Most CVs should be about two pages in length. You can get away with three pages, but generally you do not want anything more than that. If you still have essential information that needs to be conveyed, you can tweak the formatting, but make sure to keep changes minimal. For example, if your CV is currently written in 12-point font, you could go down to 11-point font. However, do not go any lower than 11.
If you are trying to figure out what information to cut from an excessively long CV, try to focus on what tasks you want to do going forward. As an example, you may have answered phones and filed documents in your last position. In the event you have no intention to continue doing those things at your next job, there would be no reason to include them. Focus on skills this new position requires in candidates and what responsibilities the job entails.

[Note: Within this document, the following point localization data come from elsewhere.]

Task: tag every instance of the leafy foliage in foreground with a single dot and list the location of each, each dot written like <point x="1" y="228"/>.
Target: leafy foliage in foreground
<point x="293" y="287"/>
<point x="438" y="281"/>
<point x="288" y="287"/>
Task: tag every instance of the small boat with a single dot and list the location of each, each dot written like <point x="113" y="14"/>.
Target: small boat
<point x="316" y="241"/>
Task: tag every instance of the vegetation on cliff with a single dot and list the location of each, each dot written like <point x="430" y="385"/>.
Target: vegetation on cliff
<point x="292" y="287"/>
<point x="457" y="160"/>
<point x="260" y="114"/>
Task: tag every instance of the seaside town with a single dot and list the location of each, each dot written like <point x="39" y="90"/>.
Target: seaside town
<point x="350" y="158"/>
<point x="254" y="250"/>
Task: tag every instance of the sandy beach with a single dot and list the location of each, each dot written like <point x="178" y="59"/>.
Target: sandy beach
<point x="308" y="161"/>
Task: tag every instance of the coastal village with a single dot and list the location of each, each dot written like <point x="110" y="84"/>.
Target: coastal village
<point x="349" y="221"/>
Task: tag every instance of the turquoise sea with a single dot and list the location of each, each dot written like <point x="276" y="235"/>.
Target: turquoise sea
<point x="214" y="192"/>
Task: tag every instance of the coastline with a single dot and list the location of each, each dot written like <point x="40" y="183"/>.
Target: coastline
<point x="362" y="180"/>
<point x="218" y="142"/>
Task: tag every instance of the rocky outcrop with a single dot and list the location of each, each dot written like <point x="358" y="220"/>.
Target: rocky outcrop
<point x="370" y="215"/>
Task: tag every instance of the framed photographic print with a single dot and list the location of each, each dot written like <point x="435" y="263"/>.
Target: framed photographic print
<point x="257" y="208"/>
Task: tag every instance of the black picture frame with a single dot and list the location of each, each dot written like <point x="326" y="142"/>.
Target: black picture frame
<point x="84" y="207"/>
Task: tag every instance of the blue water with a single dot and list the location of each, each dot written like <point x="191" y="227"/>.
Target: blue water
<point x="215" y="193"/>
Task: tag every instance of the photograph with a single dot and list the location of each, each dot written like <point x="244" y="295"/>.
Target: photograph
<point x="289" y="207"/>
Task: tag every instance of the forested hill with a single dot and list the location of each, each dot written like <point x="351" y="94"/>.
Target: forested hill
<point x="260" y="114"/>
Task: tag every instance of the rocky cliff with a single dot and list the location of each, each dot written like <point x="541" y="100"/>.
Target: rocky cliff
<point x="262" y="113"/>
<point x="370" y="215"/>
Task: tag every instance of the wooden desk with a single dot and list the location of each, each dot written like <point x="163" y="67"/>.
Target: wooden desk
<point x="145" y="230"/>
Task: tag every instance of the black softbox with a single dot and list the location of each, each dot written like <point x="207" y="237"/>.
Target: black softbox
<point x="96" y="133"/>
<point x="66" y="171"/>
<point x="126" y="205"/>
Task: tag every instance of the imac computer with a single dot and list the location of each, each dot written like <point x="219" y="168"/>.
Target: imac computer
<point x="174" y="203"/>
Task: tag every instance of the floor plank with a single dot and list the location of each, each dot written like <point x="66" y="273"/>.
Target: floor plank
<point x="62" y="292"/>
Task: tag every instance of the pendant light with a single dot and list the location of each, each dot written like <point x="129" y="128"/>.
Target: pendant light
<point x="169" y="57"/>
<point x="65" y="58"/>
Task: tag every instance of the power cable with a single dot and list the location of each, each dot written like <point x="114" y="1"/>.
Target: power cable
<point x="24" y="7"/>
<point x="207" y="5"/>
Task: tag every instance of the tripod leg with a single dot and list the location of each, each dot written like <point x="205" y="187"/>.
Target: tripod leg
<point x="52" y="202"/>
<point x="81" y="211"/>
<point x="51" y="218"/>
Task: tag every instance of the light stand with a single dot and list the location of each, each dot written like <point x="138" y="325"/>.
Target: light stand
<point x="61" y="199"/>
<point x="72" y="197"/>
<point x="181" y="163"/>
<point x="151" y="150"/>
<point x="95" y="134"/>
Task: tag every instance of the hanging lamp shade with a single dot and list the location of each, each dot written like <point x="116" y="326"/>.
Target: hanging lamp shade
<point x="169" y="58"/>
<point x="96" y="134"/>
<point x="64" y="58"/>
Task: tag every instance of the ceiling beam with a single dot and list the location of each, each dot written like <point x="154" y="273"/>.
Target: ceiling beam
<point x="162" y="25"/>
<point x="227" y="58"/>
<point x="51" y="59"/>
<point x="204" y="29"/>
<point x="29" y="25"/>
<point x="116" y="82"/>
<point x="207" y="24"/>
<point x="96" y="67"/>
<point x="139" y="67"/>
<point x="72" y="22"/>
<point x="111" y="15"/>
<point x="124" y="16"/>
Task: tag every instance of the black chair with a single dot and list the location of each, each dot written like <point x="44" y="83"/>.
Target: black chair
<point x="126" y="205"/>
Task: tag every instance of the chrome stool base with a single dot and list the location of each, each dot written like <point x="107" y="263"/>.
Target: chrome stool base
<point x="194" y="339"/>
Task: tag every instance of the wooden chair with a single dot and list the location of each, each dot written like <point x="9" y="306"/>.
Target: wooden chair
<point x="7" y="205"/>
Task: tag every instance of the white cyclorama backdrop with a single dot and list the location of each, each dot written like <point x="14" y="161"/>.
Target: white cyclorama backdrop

A curriculum vitae is an opportunity to show off your expansive, capacious vocabulary. You should avoid repeating the same words when possible. Additionally, it is wise to use larger verbs in lieu of simpler ones. Instead of saying you “worked” with the IT department, you can say you “collaborated” with the department.
It is a good idea to have someone read your CV who is not familiar with the field. This way you get critiques on whether a layman can follow your document. Unless you know for a fact that the hiring manager is as well-versed in industry jargon as you are, keep it to a minimum or explain what the terminology means. Furthermore, avoid acronyms people may not be familiar with. There is no need to explain what FBI stands for, but if you belonged to a college organization that used an acronym, then spell it out.